巫婧只是看着他,没说话,就这样过了好一会儿,华江移开目光,“吃好了你就赶紧回去吧,这段时间你也累了,好好休息吧。”
巫婧深深地看了他一眼,起身离开。
华江有些烦躁地将杯中烈酒一饮而尽。她这算是什么?表白?要成亲?而且还是为了一条莫名其妙的族规?不过是亲一下而已,说起来他才是那个被占便宜的,他都没要求负责,这丫头激动个什么劲儿?
但是他当初为什么没有躲开巫婧的亲吻呢?
太快了,一定是因为巫婧太快了,嗯。
还说什么他担心她,他会担心她?她功力不差,不仅是冥界有正经公职的驱魂使,还会号令虫子,怎么看也是她欺负别人,他怎么会担心她呢?
但是……自己刚刚那个样子,她会不会不开心啊……
当晚,石掌柜敲响了华江的房门,兴冲冲地进来,“兄弟!鹭老板那边来消息了,说是答应你开出的条件,我手里的现货可以都给你了!过两天货备齐了你就能带着玉回昆仑山交差了。”
华江听到这个消息却不那么开心,只是淡淡地“哦”了一声,石掌柜察觉出华江的异状,“兄弟,你这是怎么了?怎么能发货了,你还不开心?”
华江摇摇头,“没有,我很开心。”
石掌柜见状便干脆坐下,“兄弟,是不是遇到什么不顺心的事儿了,来和哥说说?”
华江欲言又止,不知从何处说起,只是烦躁地摆摆手,“算了算了。”
“是不是和巫族那个驱魂使有关?”
华江抬眼看他,“你怎么知道?”他表现出来的有那么明显吗?
“你要是不向我那么多伙计打听巫族的事情,我估计就不知道了。”石掌柜无奈地摇摇头,“兄弟,听哥哥一句劝,巫族的女人不是那么好惹的,趁早放手算了。”
“为什么?”华江听到这话有些急了,巫婧明明很好啊!
“他们巫族,祖上那可是和你们妖族打过仗的,最后被逼的退守到北陆这种鸟不生蛋的地方,虽说事情过去万把年了,但世仇就是世仇啊。”

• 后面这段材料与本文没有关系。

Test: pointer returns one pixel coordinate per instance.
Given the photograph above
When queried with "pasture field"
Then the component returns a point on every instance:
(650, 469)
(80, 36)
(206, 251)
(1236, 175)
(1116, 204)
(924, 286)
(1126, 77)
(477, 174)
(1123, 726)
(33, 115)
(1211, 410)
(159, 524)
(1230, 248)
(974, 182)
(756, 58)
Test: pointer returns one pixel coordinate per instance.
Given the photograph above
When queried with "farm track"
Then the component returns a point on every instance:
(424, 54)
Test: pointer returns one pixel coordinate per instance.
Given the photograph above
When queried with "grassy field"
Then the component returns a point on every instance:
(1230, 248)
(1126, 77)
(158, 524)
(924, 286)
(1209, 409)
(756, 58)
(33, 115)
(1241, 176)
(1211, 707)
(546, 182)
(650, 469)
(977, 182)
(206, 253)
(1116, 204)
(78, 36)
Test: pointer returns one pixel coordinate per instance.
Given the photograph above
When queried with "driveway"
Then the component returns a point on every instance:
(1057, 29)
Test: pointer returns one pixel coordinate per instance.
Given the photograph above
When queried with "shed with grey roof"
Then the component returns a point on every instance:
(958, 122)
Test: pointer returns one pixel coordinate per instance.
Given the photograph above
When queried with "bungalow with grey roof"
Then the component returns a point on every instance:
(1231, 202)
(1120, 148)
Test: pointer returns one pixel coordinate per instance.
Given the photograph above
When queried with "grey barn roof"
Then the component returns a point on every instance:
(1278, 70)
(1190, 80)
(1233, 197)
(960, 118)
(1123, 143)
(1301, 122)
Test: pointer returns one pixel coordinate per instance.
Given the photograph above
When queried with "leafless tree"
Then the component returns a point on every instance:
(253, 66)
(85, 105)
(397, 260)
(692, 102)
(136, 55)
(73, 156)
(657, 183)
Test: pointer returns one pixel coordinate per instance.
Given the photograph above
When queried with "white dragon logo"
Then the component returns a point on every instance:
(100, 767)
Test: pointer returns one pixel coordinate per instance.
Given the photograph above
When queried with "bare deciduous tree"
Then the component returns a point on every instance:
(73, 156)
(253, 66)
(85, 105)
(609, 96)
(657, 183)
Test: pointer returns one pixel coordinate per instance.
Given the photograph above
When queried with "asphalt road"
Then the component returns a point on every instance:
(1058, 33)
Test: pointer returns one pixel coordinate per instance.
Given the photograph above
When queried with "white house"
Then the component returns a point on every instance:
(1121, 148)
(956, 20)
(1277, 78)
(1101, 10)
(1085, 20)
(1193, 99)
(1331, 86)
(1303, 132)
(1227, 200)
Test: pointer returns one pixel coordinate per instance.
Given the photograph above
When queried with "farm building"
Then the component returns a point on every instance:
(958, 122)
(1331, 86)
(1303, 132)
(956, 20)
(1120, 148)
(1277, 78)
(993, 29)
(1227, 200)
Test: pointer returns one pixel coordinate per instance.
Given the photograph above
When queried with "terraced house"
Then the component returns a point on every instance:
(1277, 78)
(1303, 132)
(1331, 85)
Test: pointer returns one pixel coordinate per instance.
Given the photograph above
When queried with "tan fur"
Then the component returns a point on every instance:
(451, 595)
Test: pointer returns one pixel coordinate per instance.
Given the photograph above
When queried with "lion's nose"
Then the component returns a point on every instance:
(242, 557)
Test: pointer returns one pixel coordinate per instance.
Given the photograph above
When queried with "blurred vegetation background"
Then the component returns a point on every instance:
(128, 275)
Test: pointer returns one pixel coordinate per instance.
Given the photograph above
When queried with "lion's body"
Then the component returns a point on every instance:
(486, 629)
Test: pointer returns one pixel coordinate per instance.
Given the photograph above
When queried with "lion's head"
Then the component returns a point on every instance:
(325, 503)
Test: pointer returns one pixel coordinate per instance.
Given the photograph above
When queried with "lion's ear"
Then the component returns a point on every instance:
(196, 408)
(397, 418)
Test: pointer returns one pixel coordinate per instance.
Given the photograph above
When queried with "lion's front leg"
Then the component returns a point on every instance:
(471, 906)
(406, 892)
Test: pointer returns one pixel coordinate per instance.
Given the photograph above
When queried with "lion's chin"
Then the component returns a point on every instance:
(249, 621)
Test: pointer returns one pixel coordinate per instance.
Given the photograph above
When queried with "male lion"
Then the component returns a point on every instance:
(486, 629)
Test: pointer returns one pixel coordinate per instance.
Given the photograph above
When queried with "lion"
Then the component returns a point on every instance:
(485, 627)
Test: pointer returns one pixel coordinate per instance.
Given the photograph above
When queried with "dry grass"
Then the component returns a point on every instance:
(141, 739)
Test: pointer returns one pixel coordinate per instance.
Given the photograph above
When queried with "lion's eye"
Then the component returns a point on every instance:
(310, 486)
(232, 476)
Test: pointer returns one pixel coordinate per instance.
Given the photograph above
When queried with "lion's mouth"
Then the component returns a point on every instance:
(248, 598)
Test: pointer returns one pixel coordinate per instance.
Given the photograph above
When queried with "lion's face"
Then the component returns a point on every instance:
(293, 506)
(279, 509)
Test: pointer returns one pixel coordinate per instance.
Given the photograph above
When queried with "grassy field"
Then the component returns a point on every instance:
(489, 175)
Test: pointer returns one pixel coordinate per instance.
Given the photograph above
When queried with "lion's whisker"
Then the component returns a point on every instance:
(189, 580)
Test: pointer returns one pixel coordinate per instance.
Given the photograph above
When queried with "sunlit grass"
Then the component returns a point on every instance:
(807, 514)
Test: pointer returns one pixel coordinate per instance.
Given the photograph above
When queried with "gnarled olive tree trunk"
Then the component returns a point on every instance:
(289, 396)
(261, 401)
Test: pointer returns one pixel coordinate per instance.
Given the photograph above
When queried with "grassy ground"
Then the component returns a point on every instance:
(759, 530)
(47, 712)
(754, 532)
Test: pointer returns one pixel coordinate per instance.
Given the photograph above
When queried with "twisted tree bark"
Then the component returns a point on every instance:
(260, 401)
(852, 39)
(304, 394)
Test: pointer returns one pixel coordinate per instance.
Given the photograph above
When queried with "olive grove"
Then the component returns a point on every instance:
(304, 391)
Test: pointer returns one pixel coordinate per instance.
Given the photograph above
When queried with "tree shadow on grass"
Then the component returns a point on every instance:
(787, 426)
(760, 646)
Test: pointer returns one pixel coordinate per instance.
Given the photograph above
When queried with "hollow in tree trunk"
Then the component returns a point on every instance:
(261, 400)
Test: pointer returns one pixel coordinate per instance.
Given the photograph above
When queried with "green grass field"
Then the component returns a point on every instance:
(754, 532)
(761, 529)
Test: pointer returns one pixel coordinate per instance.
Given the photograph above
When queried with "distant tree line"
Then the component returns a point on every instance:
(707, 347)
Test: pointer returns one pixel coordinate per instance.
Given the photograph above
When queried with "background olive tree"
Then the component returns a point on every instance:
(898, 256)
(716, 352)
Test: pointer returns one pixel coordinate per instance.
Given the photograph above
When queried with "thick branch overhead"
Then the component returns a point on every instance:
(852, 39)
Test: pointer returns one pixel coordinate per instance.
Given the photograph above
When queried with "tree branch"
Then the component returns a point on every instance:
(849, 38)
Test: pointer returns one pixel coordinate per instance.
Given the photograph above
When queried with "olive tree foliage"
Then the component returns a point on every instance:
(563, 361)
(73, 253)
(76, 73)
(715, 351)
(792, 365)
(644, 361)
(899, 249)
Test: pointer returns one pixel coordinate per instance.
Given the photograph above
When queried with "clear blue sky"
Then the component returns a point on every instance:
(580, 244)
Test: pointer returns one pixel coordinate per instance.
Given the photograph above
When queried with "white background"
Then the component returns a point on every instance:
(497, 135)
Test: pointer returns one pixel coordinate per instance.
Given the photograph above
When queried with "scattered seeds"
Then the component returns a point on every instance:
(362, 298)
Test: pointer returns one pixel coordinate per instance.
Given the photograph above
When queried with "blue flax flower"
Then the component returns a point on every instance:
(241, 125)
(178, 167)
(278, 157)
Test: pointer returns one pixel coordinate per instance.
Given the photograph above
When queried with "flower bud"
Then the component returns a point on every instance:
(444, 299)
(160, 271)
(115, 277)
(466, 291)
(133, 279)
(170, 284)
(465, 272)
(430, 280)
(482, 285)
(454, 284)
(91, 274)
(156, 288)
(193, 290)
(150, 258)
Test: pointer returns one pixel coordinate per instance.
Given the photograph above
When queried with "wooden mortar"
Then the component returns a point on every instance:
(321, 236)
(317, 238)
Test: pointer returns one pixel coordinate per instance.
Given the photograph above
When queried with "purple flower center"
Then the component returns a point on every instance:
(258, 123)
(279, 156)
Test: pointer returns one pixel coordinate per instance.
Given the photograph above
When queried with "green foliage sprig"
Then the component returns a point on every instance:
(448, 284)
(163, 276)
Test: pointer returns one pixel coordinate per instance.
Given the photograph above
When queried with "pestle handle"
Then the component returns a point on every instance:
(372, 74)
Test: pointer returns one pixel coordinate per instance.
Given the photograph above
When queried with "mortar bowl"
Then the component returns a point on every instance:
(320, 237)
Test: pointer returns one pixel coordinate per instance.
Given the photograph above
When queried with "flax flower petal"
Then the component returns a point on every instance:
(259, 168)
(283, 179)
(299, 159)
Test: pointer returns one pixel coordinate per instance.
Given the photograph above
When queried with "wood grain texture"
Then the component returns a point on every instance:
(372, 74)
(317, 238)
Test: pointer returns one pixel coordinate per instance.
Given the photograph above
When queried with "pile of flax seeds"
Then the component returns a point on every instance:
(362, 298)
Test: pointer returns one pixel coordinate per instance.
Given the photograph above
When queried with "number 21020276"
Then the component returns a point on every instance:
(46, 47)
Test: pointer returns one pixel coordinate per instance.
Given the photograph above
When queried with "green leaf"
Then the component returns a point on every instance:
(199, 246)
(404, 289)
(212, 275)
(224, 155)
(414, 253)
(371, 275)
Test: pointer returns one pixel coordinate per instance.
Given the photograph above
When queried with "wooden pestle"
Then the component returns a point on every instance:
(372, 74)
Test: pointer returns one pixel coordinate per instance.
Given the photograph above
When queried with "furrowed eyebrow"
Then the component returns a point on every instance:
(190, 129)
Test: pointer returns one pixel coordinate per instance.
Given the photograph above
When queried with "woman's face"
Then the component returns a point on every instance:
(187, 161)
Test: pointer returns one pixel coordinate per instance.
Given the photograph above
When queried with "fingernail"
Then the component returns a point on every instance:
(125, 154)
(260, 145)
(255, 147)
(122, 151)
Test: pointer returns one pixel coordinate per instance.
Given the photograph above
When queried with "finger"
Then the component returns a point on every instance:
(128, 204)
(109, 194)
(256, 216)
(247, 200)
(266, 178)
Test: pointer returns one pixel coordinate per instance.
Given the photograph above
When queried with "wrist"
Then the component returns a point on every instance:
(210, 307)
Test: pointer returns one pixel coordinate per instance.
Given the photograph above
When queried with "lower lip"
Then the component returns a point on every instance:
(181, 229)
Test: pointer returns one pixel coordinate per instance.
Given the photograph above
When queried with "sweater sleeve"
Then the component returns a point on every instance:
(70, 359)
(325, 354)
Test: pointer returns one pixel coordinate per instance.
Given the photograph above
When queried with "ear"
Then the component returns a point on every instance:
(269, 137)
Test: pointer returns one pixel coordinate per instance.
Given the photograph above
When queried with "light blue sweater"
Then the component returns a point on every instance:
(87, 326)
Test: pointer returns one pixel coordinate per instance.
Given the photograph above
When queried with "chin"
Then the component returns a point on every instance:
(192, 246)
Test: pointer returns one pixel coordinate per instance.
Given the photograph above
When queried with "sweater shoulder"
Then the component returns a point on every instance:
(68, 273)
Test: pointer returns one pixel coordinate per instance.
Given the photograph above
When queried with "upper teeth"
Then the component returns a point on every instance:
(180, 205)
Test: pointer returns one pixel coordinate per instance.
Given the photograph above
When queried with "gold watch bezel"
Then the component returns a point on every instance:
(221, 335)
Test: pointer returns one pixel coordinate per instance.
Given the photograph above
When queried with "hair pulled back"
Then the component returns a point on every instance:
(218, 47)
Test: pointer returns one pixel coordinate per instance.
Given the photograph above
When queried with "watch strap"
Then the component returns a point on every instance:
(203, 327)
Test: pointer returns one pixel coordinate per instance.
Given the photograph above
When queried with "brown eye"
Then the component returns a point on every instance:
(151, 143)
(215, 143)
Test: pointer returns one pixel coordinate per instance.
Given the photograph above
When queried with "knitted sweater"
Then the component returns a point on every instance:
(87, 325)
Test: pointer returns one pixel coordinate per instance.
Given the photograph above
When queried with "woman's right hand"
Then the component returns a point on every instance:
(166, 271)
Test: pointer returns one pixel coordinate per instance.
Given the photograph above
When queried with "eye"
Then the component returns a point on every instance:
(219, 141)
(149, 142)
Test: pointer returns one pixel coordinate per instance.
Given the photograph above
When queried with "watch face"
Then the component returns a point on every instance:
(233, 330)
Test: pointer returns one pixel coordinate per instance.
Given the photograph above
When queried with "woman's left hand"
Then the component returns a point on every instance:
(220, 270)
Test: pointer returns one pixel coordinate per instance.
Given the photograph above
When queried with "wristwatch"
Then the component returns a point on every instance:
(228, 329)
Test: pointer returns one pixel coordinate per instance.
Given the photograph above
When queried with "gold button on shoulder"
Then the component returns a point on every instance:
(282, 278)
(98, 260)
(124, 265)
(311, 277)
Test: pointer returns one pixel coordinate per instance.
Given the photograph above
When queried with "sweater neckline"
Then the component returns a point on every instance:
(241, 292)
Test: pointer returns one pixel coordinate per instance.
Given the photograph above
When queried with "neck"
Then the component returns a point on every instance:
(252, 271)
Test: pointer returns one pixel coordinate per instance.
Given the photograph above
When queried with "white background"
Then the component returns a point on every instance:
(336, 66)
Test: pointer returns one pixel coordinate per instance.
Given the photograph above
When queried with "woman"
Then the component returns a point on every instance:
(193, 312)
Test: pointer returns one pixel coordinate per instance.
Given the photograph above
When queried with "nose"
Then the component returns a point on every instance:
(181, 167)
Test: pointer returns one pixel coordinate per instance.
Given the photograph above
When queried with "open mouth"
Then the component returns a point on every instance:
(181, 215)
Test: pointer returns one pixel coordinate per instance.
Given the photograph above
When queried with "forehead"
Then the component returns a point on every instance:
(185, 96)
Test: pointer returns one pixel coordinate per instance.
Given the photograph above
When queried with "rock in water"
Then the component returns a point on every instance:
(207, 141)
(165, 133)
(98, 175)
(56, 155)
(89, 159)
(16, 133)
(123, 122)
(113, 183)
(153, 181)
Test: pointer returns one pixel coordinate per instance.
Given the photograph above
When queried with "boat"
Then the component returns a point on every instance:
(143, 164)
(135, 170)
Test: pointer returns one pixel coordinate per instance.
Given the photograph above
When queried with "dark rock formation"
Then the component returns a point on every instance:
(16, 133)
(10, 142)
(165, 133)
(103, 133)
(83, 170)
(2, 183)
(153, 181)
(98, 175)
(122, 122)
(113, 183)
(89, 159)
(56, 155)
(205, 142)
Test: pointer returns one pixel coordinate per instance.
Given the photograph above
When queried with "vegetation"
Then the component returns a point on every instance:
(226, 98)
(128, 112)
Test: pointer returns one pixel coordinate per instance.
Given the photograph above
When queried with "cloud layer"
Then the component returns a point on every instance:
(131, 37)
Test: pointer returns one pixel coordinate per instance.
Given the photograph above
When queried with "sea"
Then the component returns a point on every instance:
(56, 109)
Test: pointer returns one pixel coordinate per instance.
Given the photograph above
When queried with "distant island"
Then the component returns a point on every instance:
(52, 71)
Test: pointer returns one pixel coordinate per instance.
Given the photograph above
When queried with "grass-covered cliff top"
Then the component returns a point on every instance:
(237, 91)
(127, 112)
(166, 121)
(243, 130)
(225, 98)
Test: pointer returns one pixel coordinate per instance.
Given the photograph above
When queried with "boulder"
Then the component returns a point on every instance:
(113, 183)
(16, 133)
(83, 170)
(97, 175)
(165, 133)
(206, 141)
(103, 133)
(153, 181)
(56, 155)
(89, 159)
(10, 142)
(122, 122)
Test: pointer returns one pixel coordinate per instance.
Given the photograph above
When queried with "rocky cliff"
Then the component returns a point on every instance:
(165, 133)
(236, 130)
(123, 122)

“那都什么时候的事了?巫妖大战的时候人族连影儿都没有,事情过去这么久了,我可没觉得我和巫族有世仇。”
“你要是被打的退守到这种地方,你觉得你有世仇没?真是站着说话不腰疼。”石掌柜白了他一眼,“巫族人体魄强健,不惧水火,虽说这么多年过去了他们的体魄不如祖巫那般强健,但是他们打你还是可以的。”
这个华江倒是有所耳闻,巫婧在战斗时也确实很经打,所以……他为什么要去帮巫婧挡刀?华江在心里暗暗骂了自己一句蠢货。
“他们的蛊术你知道的吧?那么多虫子,密密麻麻的,进到身体里能把里面吃得干干净净的,噫……”石掌柜想起那些密密麻麻的虫子,忍不住打了个冷战,“还有傀儡术,可以令死尸白骨起舞,要是把傀儡术修炼到极致,据说连活人都能操控……虽说傀儡术不是人人都会,但是一旦会了,你说你要是吵架了,打不过她,还要被她吓唬,被她支配,你图个啥?”
华江思索半晌,最终轻叹一口气,从怀中掏了几锭银子放在桌上,“石掌柜,这批玄凉玉,就麻烦您找人帮我运回昆仑山吧。”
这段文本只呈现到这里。